2°) dans le cadre d'une deuxième phase au contradictoire de la société SOLUSTEP :

remettre aux parties une copie des éléments de preuve qu'il aura trouvés entrant dans le champ de la recherche fixé par la décision à intervenir, avec une note présentant le résultat de ses travaux,

recueillir les observations des parties sur cette note et y répondre,

effectuer le cas échéant les recherches complémentaires qui seraient rendues nécessaires par les observations des parties,

- dire que dans le cadre de la phase non contradictoire de sa mission, l'expert devra faire connaître à la société SOLUSTEP, afin de lui permettre de faire valoir ses éventuelles observations à ce titre, la nature des pièces et documents qu'il demande aux intimés de lui remettre pour accomplir sa mission, ainsi que la nature des pièces et documents que ces derniers lui remettront, mais sans aucune description de leur contenu, ainsi enfin que les motifs le cas échéant invoqués par les intimés pour ne pas communiquer les pièces et documents qui lui seront demandés par l'expert ;

- dire qu'en présence de documents mixtes, dont certains éléments entreront dans le champ de sa recherche et d'autres non, l'expert pourra dissimuler par tout procédé les éléments non pertinents ;

- dire que l'expert pourra si nécessaire se rendre en tout lieu, entendre les parties en leurs explications, ainsi que si nécessaire et à titre de renseignement tout sachant,

- dire qu'il pourra se faire remettre par les intimés tout document et en général toute pièce utile à l'accomplissement de sa mission, sous astreinte de 100 euros par jour passé le délai de 15 jours suivant la demande qu'il en fera par écrit, ainsi que tout document le cas échéant détenu par des tiers,

- dire que l'expert devra adresser aux parties un pré-rapport présentant le résultat de ses travaux,

- dire qu'il laissera aux parties un délai minimum d'un mois à compter de la diffusion de ce pré-rapport pour leur permettre de faire valoir leurs éventuelles observations par voie de dire, auxquelles il répondra,

- de toutes ses opérations, l'expert dressera un rapport qu'il déposera au Greffe de la Cour et adressera aux parties, auquel sera annexée la copie de l'ensemble des pièces faisant l'objet de ses recherches,

- l'expert pourra s'adjoindre tout sapiteur de son choix dans une spécialité distincte de la sienne ;

- en cas d'empêchement ou de refus de l'expert, il sera pourvu à son remplacement d'office par ordonnance du magistrat chargé du contrôle des expertises ;

- condamner solidairement les intimés au versement de la somme de 10.000 euros au titre de l'article 700 du code de procédure civile, outre les entiers dépens.

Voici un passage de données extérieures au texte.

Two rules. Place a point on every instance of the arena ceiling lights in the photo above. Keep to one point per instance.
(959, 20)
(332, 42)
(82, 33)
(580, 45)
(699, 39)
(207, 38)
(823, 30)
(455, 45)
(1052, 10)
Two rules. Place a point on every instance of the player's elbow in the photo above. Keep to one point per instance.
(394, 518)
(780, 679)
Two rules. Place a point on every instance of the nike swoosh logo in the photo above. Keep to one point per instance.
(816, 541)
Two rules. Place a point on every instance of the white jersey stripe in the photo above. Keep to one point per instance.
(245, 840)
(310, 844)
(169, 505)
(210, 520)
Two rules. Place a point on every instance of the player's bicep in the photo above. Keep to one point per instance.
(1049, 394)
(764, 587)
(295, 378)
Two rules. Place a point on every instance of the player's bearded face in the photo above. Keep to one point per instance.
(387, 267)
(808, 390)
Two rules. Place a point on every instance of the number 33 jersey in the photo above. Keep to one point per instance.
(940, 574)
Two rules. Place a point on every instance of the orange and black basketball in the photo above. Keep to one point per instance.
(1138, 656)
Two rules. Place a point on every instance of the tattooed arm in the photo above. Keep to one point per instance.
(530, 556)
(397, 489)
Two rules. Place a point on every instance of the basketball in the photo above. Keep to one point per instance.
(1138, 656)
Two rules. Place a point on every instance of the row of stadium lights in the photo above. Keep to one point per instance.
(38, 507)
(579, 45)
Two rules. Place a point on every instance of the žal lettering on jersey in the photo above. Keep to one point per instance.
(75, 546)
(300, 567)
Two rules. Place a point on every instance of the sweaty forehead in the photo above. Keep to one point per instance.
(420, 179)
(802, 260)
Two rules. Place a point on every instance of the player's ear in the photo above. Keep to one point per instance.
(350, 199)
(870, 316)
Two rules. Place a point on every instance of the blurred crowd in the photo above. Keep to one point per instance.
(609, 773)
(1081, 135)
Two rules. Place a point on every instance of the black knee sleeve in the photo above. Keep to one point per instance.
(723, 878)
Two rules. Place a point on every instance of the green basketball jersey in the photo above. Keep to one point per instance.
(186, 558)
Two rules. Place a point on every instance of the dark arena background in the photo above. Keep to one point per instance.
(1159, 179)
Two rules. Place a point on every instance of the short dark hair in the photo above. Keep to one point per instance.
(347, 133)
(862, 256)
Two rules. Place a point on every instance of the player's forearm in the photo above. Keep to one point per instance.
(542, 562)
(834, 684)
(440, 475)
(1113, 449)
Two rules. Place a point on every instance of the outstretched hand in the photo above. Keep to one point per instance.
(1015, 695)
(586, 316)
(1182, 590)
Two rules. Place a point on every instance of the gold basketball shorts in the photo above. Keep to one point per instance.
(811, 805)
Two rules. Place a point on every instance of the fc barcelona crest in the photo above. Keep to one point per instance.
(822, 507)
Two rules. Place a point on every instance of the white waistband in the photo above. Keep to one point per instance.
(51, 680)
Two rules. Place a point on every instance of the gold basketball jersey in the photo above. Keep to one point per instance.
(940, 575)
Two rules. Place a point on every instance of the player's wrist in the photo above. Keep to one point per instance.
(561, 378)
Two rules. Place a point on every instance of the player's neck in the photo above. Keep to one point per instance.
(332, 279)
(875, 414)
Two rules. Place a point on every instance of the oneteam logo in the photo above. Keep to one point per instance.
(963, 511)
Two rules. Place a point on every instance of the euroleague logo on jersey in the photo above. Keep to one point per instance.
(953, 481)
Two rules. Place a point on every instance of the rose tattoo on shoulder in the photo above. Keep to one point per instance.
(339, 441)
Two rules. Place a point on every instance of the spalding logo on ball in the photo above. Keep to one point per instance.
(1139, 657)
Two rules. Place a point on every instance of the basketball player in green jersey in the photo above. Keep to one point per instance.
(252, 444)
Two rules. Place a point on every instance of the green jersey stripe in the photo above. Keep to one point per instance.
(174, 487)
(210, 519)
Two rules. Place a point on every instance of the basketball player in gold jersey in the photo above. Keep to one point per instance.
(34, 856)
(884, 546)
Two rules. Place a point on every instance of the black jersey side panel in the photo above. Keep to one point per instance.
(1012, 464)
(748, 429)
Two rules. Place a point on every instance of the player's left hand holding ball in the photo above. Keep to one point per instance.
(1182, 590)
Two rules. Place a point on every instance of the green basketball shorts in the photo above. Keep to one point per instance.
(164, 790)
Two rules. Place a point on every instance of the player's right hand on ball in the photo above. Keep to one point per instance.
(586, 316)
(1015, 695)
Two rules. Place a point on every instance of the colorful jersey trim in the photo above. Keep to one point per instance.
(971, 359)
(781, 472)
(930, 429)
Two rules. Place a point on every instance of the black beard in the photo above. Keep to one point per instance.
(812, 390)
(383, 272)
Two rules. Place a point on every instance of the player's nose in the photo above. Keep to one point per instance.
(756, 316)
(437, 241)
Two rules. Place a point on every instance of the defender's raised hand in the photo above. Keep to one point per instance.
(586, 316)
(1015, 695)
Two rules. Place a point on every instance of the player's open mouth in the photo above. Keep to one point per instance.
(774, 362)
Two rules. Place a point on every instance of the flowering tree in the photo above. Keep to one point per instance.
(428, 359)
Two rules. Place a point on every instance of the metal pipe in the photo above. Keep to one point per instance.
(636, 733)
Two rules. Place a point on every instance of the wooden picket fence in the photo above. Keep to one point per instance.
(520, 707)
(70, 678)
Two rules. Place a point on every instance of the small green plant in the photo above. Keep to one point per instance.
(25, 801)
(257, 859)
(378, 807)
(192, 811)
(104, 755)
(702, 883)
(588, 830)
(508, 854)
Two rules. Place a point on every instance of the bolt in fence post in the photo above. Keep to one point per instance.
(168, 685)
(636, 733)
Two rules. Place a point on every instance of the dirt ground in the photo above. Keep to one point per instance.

La société SOLUSTEP soupçonne M. B... d'avoir exercé, pour le compte de la société R..., au sein de laquelle il était associé, une activité concurrente à la sienne entre le mois de septembre2010 et le 31 octobre 2014, alors qu'il était à cette période son salarié et son administrateur.

Elle conteste que la création de la société R... soit la finalisation du projet précédent ayant réuni MM. B..., I... et H..., dont le domaine d'activité était différent et non concurrentiel avec le sien, et relève que toutes les précautions ont été prises pour que M. B... n'apparaisse pas dans les publicités légales de constitution de la société R....

Elle fait valoir que la société R... commercialise auprès des mêmes clients, soit directement, soit par l'intermédiaire de la société L... des nutriments pour station d'épuration industrielle dont la formulation chimique est identique à ses produits'; que M. B... admet avoir exercé une activité de consultant au profit de la société R... et que les pièces produites en appel font clairement apparaître sa participation à l'activité commerciale de la société R....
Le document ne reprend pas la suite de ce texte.